After speaking to the Cyprus President Nicos Anastasiades, President of the European Council, Donald Tusk, said: “I call on Turkey to avoid threats or actions against any EU member and instead commit to good neighbourly relations, peaceful dispute settlement and respect for territorial sovereignty.”
The EU Commission echoed Mr Tusks’ warning, saying: “Turkey needs to commit unequivocally to neighbourly relations and avoid any kind of source of friction, threat or action directed against a member state.
“The EU also stresses the need to respect the sovereignty of member states over their territorial sea and airspace.”
This morning Turkish President Tayyip Erdogan called on Cyprus not to “overstep the mark”.
Cyprus is one of several states, including Israel and Lebanon, racing to tap gas deposits in the eastern Mediterranean.
Turkey’s foreign ministry has not made any mention of obstructing the Eni ship, but said the case was a unilateral move by Greek Cypriots that violated the sovereign rights of Turkish Cypriots.
Ankara accused Greek Cypriots of jeopardising security and stability on the ethnically split island and in the region.
But on Monday Greece hit back, saying Turkey had violated international law and said its “provocative conduct” was inconsistent with that of a country seeking accession to the EU.
The foreign ministry in Athens said: “We call on Turkey to desist from further unlawful actions and to comply with its obligations stemming from international law.”

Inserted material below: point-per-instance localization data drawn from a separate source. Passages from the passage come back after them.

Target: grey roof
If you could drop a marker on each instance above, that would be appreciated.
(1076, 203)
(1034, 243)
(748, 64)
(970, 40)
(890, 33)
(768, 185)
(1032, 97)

Relations between the EU and Turkey have become strained over human rights allegations following a large-scale by crackdown by Ankara in the wake of a failed Turkish coup in 2016.
However, European countries still rely on Turkey as a NATO ally and as a brake to help reduce an influx of Syrian and other refugees into the bloc.

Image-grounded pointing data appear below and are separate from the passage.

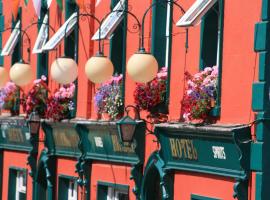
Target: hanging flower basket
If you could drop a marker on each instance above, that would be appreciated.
(200, 95)
(151, 96)
(108, 99)
(9, 99)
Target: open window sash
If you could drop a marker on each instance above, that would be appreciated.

Turkey’s EU minister, Omer Celik, will join 28 foreign ministers of the bloc for talks in Bulgaria on Friday.
Ankara is pushing to lift visa requirements for its citizens travelling to Europe.
Despite being careful to avoid upsetting President Tayyip Erdogan, EU chiefs are currently unwilling to grant the migration concession.
But Brussels is due to commit more money for the large number of Syrian refugees living in Turkey.